We initialize parameters to zero and perform a longer optimization over one thousand steps with a learning rate of 0.15. This will allow us to reach a highly-trained model. Gradients can be computed efficiently, but evaluating the cost function is challenging because it requires calculating GBS probabilities, which generally take exponential time. Instead, we’ll keep track of the differences in mean photon numbers per mode for the data and model distributions.

from numpy.linalg import norm

params = np.zeros(nr_modes)
steps = 1000
rate = 0.15

for i in range(steps):
    params -= rate * cost.grad(params)
    if i % 100 == 0:
        diff = cost.mean_n_data - vgbs.mean_clicks_by_mode(params)
        print('Norm of difference = {:.5f}'.format(norm(diff)))

Out:

Norm of difference = 0.90856
Norm of difference = 0.01818
Norm of difference = 0.00532
Norm of difference = 0.00177
Norm of difference = 0.00062
Norm of difference = 0.00022
Norm of difference = 0.00008
Norm of difference = 0.00003
Norm of difference = 0.00001
Norm of difference = 0.00000

Wow! WAW! We reach almost perfect agreement between the data and the trained model.
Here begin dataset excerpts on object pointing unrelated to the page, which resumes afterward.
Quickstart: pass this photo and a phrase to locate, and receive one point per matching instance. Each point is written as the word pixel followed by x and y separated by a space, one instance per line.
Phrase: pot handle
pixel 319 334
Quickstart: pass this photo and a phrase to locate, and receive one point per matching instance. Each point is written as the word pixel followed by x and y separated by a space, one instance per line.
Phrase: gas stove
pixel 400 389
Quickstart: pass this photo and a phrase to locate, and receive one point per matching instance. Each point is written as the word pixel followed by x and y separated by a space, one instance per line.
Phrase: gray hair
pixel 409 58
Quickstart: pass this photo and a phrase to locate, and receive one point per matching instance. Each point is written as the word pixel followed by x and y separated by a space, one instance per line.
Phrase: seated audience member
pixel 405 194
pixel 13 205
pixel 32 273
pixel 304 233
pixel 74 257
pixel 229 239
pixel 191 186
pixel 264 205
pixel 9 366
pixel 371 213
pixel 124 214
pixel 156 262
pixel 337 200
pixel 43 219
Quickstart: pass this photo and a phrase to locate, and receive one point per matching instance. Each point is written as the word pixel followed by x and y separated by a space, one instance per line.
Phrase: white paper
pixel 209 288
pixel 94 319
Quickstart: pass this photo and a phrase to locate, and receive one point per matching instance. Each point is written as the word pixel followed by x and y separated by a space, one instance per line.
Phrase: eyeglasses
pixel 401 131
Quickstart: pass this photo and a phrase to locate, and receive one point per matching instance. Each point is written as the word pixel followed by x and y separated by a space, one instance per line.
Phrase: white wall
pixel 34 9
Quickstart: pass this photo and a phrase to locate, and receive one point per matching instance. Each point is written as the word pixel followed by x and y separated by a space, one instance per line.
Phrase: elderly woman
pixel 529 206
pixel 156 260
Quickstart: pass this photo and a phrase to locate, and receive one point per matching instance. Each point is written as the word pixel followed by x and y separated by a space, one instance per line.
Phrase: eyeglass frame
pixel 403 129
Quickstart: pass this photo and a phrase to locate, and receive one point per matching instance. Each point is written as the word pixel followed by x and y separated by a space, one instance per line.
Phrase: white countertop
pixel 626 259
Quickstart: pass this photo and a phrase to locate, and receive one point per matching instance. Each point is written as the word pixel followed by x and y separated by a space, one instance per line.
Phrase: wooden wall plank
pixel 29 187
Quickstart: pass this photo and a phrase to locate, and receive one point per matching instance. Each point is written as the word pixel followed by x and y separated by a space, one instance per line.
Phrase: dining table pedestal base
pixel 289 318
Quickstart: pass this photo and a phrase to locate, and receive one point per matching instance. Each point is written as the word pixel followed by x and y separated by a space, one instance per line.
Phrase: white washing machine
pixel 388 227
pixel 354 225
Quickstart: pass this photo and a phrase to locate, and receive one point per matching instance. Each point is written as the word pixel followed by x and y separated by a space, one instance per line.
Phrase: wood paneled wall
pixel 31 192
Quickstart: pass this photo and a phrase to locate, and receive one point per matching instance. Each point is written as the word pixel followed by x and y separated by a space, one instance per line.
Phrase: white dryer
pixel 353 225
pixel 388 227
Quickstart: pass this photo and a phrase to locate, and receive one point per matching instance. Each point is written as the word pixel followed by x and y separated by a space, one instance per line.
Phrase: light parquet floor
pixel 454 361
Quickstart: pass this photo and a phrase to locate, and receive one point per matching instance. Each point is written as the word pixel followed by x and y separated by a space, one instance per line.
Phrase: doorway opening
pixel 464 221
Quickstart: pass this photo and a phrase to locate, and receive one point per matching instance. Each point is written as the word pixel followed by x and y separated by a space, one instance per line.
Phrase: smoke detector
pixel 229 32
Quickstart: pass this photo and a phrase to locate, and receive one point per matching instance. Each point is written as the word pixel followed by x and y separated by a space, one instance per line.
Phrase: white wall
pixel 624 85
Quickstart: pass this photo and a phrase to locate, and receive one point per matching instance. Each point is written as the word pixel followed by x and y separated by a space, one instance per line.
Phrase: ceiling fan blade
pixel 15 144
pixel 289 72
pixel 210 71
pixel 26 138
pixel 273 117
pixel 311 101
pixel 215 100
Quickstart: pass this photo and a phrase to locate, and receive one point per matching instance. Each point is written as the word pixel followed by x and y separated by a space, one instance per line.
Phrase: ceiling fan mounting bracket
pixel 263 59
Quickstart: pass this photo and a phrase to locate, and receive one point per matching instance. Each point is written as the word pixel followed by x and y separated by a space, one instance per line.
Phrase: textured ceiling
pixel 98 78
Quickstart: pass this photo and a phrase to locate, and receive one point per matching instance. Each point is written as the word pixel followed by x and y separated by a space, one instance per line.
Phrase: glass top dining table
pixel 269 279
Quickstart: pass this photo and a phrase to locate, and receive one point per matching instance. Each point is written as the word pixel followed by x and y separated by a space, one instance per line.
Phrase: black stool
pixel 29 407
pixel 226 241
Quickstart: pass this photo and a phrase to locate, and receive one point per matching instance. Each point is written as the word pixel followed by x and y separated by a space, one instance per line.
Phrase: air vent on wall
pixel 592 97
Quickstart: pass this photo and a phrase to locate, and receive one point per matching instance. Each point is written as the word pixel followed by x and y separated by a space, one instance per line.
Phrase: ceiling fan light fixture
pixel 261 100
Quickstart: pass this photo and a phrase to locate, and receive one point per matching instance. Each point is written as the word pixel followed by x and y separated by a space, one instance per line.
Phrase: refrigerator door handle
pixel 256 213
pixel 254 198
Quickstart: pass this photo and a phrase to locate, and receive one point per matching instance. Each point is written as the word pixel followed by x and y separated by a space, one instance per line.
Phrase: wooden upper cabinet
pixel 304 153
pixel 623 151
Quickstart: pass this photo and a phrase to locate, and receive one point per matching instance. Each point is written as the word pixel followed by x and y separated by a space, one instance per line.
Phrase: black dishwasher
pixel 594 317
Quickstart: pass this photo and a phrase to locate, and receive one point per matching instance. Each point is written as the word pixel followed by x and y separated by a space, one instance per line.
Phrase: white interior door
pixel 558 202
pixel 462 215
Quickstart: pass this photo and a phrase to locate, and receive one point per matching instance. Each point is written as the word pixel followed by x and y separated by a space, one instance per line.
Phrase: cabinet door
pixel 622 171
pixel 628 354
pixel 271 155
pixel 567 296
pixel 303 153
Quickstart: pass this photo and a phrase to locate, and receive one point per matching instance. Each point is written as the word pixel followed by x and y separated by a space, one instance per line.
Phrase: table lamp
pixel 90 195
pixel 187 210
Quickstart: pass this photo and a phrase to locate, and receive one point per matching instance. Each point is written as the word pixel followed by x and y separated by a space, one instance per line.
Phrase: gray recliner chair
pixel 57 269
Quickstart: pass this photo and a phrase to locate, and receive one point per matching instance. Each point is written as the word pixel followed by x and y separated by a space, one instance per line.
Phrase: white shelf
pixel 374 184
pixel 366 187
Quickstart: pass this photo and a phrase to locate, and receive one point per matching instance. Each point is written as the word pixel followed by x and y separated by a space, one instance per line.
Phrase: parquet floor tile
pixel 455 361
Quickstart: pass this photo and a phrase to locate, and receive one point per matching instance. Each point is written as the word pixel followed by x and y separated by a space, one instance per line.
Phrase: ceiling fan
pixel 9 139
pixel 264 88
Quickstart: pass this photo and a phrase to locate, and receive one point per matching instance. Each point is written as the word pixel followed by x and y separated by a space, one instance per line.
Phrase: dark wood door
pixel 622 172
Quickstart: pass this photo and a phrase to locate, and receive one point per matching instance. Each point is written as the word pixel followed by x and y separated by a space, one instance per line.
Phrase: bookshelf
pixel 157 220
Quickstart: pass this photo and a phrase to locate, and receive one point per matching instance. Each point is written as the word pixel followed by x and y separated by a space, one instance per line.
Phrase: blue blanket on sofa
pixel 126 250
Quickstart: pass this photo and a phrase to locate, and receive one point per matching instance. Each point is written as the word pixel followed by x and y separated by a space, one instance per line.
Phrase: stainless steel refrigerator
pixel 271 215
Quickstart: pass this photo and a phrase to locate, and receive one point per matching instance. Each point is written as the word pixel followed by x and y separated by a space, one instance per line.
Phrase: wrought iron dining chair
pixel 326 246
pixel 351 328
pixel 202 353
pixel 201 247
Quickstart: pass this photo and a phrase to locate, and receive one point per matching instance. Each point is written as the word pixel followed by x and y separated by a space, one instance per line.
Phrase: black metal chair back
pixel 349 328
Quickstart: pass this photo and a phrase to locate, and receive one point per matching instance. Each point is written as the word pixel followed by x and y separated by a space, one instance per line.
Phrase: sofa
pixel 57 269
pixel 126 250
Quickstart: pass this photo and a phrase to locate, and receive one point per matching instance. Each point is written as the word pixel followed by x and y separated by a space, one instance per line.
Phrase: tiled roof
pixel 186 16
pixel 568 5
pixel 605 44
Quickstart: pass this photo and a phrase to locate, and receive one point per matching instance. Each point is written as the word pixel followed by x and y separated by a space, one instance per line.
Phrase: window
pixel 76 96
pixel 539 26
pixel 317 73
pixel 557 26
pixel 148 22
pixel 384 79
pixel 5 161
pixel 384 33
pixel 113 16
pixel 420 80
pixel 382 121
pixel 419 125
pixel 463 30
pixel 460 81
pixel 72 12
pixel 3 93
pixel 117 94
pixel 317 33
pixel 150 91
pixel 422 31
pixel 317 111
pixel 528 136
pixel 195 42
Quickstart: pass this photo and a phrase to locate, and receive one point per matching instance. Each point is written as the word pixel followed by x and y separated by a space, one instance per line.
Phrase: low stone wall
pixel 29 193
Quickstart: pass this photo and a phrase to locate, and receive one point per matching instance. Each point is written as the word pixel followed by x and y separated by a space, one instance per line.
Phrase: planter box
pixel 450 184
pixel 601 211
We can also generate a few samples, this time creating photon patterns that, in general, are not originally in the training data.

Aw = vgbs.A(params)
samples = vgbs.generate_samples(Aw, n_samples=10)
print(samples)

Out:

[[0 0 0 0 1 0 0 0 0 0 0 1 0 0 0 0 0 0 0 0 0 0 0 0 0 0 0 0 0 0]
 [0 0 0 0 0 0 1 0 0 0 0 0 1 0 0 0 0 0 0 0 0 0 0 0 0 1 0 0 0 1]
 [0 0 0 0 0 0 0 0 0 0 0 0 0 0 0 0 0 0 0 0 0 0 0 0 0 0 0 0 0 0]
 [1 1 1 1 1 0 1 1 1 1 1 0 1 0 1 0 0 1 0 0 0 0 0 0 0 0 0 0 0 0]
 [0 0 0 0 0 0 0 0 0 0 0 0 0 0 0 0 0 0 0 0 1 0 0 0 0 1 0 0 1 0]
 [0 0 0 1 0 0 0 0 0 1 0 0 0 0 0 0 0 0 0 0 0 0 0 0 0 0 0 0 0 0]
 [0 1 0 0 0 0 0 1 0 0 0 0 0 0 1 0 0 0 0 0 0 0 0 0 0 0 0 0 0 0]
 [0 0 1 0 0 0 0 0 0 0 0 0 0 0 1 0 0 1 1 0 0 0 0 0 1 0 0 0 0 1]
 [0 0 1 1 0 0 1 0 0 1 0 0 0 1 0 1 1 0 1 1 0 0 0 0 0 0 0 0 0 0]
 [0 0 0 0 0 0 0 0 0 0 0 0 0 0 0 0 0 0 0 0 0 0 0 0 0 0 0 0 0 0]]

The examples we have covered are introductory tasks aimed at mastering the basics of training variational GBS circuits. These ideas are new and there is much left to explore in terms of their scope and extensions. For example, the original paper [1] studies how GBS devices can be trained to find solutions to max clique problems. What new applications come to your mind?

References

1(1,2,3,4)

Leonardo Banchi, Nicolás Quesada, and Juan Miguel Arrazola. Training Gaussian Boson Sampling Distributions. arXiv:2004.04770. 2020.